Is there a way to generate just 1 object instead of multiples?

austensatterlee commented 2 years ago

Hopefully someone smarter than myself comes along with a more serious answer for you, but have you tried adding to the prompt something along the lines of "a single plane", or "one plane"?

serhio-k commented 2 years ago

Hopefully someone smarter than myself comes along with a more serious answer for you, but have you tried adding to the prompt something along the lines of "a single plane", or "one plane"?

Unfortunatelly it doesn't make any changes. And I suppose the answer will be a very tricky. The results below for the 'a single plane' request:

boopage commented 2 years ago

I'm blown away how well this all works, I can't wait until we reach the point we can generate 'live video' in some years! Yes, might be far off, but I feel there's a lot of momentum and progress currently. And then the next step of course is to input into the model using Neuralink and feed it back into the brain... Ok, to the point :laughing:

I'm also really curious if resolutions >256px can be steered somehow so it matches how 256 images generate/focus. Is this an inherent result of how LDM works and needs retraining or can this be adjusted in a way?

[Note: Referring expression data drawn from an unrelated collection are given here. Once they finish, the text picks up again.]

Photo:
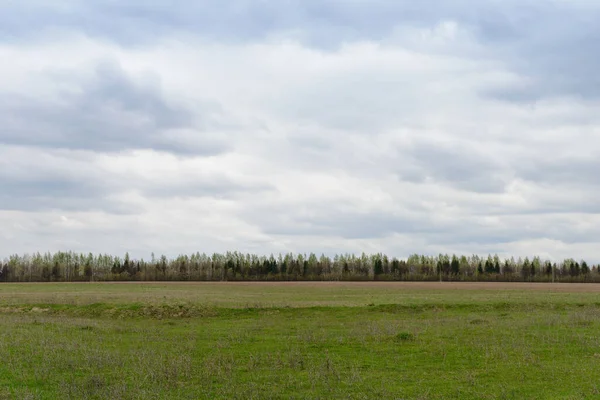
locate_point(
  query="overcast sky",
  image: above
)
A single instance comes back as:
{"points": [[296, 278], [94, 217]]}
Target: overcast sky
{"points": [[400, 126]]}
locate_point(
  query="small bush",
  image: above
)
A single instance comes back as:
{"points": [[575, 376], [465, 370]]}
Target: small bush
{"points": [[405, 337]]}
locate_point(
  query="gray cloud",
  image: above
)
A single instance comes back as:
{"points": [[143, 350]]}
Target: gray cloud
{"points": [[415, 141], [107, 113]]}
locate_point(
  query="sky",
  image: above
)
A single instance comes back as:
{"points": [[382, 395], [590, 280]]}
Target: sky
{"points": [[275, 126]]}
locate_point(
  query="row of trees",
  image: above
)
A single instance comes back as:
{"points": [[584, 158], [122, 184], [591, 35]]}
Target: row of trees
{"points": [[69, 266]]}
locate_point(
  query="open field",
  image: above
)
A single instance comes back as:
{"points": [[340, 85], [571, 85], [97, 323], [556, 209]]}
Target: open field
{"points": [[300, 340]]}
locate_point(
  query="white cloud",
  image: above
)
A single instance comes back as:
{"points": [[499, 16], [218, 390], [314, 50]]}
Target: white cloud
{"points": [[392, 145]]}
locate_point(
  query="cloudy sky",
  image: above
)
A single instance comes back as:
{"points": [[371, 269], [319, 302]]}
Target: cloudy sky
{"points": [[401, 126]]}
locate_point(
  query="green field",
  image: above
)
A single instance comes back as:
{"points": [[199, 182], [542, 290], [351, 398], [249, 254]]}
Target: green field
{"points": [[299, 341]]}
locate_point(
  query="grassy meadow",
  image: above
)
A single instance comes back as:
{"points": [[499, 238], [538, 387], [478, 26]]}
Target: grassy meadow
{"points": [[299, 341]]}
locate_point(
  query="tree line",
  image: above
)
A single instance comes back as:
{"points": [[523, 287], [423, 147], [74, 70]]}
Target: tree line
{"points": [[236, 266]]}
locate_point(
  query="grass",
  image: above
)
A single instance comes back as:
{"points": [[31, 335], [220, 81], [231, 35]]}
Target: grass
{"points": [[207, 341]]}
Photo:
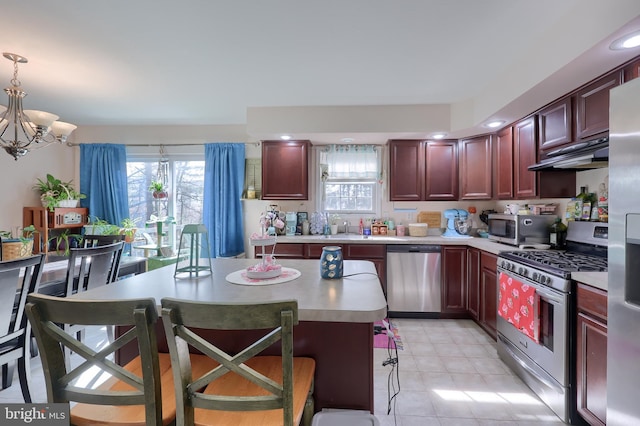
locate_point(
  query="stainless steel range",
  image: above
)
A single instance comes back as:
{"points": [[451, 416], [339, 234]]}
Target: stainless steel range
{"points": [[540, 354]]}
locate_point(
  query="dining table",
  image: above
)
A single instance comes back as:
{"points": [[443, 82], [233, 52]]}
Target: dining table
{"points": [[336, 316]]}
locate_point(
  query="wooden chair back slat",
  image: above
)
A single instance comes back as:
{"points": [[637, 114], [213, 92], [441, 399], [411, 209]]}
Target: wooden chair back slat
{"points": [[238, 371], [46, 312]]}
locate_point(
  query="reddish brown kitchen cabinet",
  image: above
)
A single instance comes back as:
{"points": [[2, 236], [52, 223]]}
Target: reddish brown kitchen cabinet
{"points": [[454, 281], [503, 164], [406, 170], [555, 126], [423, 170], [591, 353], [488, 313], [475, 168], [524, 155], [592, 106], [441, 171], [285, 170], [473, 282]]}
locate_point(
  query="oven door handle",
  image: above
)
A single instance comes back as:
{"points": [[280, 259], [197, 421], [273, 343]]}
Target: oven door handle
{"points": [[526, 367]]}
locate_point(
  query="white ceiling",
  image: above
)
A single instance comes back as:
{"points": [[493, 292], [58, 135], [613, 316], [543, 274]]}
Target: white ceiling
{"points": [[205, 62]]}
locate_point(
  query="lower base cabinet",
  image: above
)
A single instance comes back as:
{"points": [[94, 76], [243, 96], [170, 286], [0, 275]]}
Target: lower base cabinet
{"points": [[591, 380]]}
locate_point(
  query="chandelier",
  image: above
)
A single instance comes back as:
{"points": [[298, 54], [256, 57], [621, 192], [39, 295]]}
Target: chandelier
{"points": [[19, 128]]}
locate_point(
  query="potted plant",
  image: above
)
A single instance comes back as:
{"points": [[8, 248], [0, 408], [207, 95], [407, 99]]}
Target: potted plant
{"points": [[56, 193], [22, 246], [128, 228], [158, 189], [99, 226]]}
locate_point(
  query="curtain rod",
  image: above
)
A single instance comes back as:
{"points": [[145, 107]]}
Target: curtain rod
{"points": [[257, 144]]}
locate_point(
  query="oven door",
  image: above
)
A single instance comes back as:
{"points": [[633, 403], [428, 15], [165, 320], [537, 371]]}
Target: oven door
{"points": [[551, 352]]}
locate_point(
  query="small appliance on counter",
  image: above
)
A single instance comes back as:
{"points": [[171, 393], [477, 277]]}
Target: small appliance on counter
{"points": [[458, 225]]}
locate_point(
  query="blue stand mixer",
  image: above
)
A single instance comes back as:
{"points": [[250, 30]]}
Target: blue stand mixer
{"points": [[457, 224]]}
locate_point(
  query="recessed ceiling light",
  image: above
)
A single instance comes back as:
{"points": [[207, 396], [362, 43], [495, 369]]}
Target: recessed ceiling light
{"points": [[628, 41], [494, 124]]}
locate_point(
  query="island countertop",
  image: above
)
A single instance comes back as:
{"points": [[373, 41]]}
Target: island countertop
{"points": [[355, 298]]}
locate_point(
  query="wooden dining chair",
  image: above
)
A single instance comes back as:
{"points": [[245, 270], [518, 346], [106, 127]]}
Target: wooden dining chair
{"points": [[245, 388], [100, 240], [141, 392], [18, 278], [89, 268]]}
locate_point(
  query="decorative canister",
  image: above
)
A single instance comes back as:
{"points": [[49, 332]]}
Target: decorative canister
{"points": [[331, 262]]}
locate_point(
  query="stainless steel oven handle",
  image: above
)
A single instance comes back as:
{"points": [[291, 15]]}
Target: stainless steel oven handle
{"points": [[526, 367], [553, 296]]}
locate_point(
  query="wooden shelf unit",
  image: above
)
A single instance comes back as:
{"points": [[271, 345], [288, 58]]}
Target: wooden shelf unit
{"points": [[44, 221]]}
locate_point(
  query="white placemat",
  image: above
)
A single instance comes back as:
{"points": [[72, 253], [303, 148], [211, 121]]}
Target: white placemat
{"points": [[240, 277]]}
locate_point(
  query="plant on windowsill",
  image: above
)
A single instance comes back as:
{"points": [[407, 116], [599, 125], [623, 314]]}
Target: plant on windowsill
{"points": [[56, 193], [128, 228], [158, 189]]}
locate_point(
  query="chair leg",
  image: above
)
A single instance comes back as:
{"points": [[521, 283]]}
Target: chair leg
{"points": [[24, 374], [309, 408], [7, 375]]}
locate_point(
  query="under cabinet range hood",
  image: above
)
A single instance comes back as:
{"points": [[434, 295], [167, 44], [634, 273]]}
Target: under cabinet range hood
{"points": [[586, 155]]}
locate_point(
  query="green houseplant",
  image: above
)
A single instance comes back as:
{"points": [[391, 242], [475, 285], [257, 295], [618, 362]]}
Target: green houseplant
{"points": [[158, 189], [56, 193]]}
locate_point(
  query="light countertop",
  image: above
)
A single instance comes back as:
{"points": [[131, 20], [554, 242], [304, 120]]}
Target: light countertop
{"points": [[357, 298], [477, 242]]}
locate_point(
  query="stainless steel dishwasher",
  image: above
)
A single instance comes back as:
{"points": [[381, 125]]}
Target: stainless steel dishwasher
{"points": [[413, 280]]}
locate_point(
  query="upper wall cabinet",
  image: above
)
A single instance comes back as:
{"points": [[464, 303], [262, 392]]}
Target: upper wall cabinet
{"points": [[503, 167], [441, 171], [423, 170], [524, 155], [285, 170], [406, 170], [592, 106], [475, 168], [555, 126], [632, 70]]}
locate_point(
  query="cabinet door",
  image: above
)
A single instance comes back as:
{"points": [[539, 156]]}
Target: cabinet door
{"points": [[503, 167], [592, 369], [592, 106], [441, 170], [473, 282], [475, 168], [488, 317], [285, 170], [524, 155], [454, 279], [406, 170], [554, 126]]}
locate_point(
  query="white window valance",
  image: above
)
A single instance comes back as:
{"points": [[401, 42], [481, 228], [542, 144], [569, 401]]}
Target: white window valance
{"points": [[350, 162]]}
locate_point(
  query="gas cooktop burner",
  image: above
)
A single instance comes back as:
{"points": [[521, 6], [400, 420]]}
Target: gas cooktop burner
{"points": [[566, 262]]}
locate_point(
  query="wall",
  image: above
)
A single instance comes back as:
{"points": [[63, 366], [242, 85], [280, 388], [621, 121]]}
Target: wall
{"points": [[18, 178]]}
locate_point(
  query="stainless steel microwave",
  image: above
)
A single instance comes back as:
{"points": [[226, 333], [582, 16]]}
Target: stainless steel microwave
{"points": [[520, 229]]}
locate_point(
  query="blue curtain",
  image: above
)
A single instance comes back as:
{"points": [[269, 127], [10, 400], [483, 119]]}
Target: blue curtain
{"points": [[103, 178], [222, 210]]}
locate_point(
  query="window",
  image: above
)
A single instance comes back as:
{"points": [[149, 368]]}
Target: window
{"points": [[185, 183], [349, 179]]}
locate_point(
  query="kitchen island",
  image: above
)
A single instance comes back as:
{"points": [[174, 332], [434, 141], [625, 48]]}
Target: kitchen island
{"points": [[336, 317]]}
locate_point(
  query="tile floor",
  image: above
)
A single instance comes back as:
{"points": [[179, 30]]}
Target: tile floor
{"points": [[449, 374]]}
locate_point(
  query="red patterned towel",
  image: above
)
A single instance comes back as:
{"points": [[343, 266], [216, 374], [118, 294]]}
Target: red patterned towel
{"points": [[518, 303]]}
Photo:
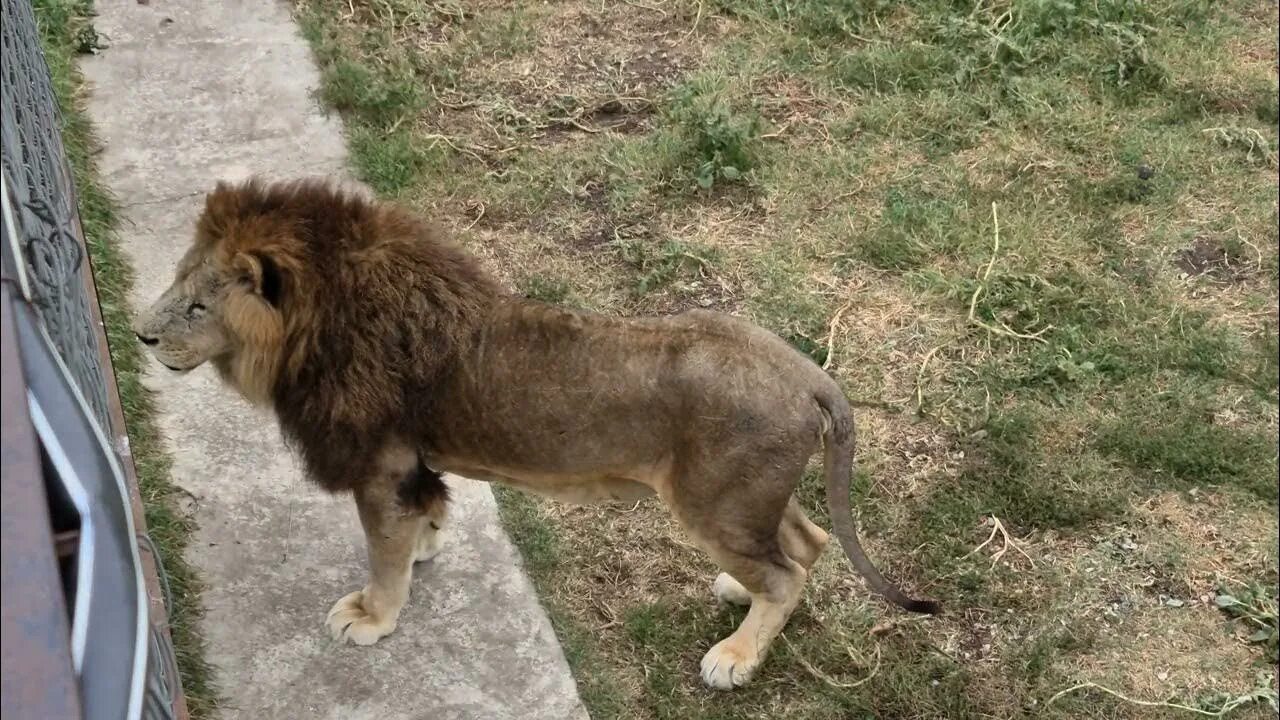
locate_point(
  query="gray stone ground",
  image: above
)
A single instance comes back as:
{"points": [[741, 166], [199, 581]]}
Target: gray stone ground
{"points": [[187, 92]]}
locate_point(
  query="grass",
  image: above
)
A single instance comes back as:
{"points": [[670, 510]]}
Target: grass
{"points": [[1098, 373], [65, 31]]}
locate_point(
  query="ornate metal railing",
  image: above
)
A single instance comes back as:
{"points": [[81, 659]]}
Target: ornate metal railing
{"points": [[44, 200], [41, 195]]}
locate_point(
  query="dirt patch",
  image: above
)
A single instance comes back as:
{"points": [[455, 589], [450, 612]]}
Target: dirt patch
{"points": [[1212, 259], [1162, 652]]}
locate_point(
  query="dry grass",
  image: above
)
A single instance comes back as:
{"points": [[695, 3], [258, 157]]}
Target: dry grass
{"points": [[828, 169]]}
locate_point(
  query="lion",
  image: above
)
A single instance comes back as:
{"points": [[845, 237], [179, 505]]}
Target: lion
{"points": [[389, 356]]}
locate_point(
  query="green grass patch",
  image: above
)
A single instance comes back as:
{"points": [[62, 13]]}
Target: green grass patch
{"points": [[828, 171], [65, 30]]}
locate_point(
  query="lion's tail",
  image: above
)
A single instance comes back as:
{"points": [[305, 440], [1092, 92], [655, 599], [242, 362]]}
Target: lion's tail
{"points": [[839, 441]]}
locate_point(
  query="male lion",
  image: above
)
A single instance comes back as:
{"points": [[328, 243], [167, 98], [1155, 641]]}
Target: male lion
{"points": [[389, 356]]}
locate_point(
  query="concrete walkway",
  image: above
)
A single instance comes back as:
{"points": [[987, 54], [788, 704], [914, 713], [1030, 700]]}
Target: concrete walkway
{"points": [[191, 91]]}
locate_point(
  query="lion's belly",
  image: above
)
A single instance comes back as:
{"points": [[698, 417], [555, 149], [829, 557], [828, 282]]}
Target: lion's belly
{"points": [[575, 490]]}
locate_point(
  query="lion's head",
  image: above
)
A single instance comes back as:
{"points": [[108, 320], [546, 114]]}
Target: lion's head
{"points": [[225, 304]]}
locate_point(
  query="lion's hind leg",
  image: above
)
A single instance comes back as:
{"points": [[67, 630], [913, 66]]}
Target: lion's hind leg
{"points": [[773, 584], [800, 538], [734, 509]]}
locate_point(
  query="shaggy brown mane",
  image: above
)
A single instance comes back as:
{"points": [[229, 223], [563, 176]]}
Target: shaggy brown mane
{"points": [[360, 306]]}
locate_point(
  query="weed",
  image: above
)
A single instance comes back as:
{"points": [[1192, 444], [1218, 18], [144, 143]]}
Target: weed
{"points": [[544, 288], [722, 144], [1256, 606], [659, 265]]}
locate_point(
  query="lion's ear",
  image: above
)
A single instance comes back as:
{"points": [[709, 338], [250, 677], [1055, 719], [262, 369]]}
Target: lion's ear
{"points": [[263, 273]]}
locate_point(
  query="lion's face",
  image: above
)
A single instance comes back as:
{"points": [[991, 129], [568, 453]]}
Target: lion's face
{"points": [[186, 327]]}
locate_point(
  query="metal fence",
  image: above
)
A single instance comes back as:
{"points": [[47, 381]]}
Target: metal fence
{"points": [[44, 199], [41, 195]]}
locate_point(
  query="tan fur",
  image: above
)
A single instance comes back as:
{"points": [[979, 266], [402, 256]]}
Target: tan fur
{"points": [[388, 356]]}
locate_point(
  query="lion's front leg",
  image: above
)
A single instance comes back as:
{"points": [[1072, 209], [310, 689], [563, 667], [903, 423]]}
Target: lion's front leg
{"points": [[392, 536]]}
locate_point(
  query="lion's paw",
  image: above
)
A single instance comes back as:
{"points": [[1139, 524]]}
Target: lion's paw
{"points": [[727, 589], [348, 620], [727, 665]]}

Other examples, this 'merging of objects' happens with basically all text2image requests for >256px resolutions

A single photo-realistic red apple - steps 50, scale 10, eta 0.2
256x256 (2x2 collage)
1650018814 51659_steps50_scale10 0_eta0 2
512x512 (2x2 collage)
1650019008 662371_steps50_scale10 0_eta0 2
768x768 (apple mayhem)
1650019826 901802_steps50_scale10 0_eta0 2
srelbo commented 2 years ago

@boopage Live video is already here -- https://arxiv.org/abs/2204.03458 😄

boopage commented 2 years ago

Wow, that's crazy, thanks for sharing https://video-diffusion.github.io/

That's going to slurp up lots of memory I suppose!

Tollanador commented 2 years ago

I think there is a kind of sliding window, or similar, that is evaluated against the prompt, so a single generated image may have the prompt evaluated several times for each window-like thing

The strength setting (whatever it's called has different names depending on the repo) of the text prompt comes into play. If it's too weak, then those chunks are free to be very loosely tied to the prompt and repetition can set in this way... very good for certain art styles, such as making Fractals (or the illusion of a fractal anyway.

So try increase the strength of the clip influence and also try be a little more specific in your prompting. Perhaps using a larger CLIP model could also help.

Just fiddle and play and see what the settings do.

Tollanador commented 2 years ago

Oh, The 'sliding window' I mentioned, I figured out what I meant by this. The CLIP model used to guide the image generation, each CLIP model has a set size of the input image array, eg 224 sized image (I presume a square image, so 224x224).

When a generation canvas is given that is larger than this CLIP input image, it means CLIP will either need be fed a randomly chosen point in the generated image and crop it to 224x224 and run the Image to Text on that, or it just picks the centre of the image an crops to 224x224 and analyse that, or perhaps break the image into chunks and run the text on each chunk.

So depending on how that rolls, the generated image will be guided by that and you'll potentially get repetitions.

To reduce the repeating artifacts, choose a CLIP model with a larger input size (which will use more oh so precious memory...) or reduce the generated image canvas to be closer to the CLIP input image. The smaller the divergence from CLIP input to Canvas size, less likely you'll get repetitions.

An alternative, would be to investigate the code and come up with a method to mitigate the repeating problem whilst using a 'standard' CLIP input size (224 I think most of them use) The follow image shows where you can find the CLIP input size, it's in the model_configs of the Open_Clip repo.

image

edit: The Latent Diffusion image model has a great deal of potential imagery stored in it, at the moment, it's difficult to leverage it to it's full capability due to the limitations of our Image To Text model, the CLIP models themselves. As these progress in efficacy we will be able to generated better images based on text prompts, and do better edits of existing images based on text prompts. Also keep in mind that the length of the input text, is a limiting factor of the CLIP model, not the Latent Diffusion model.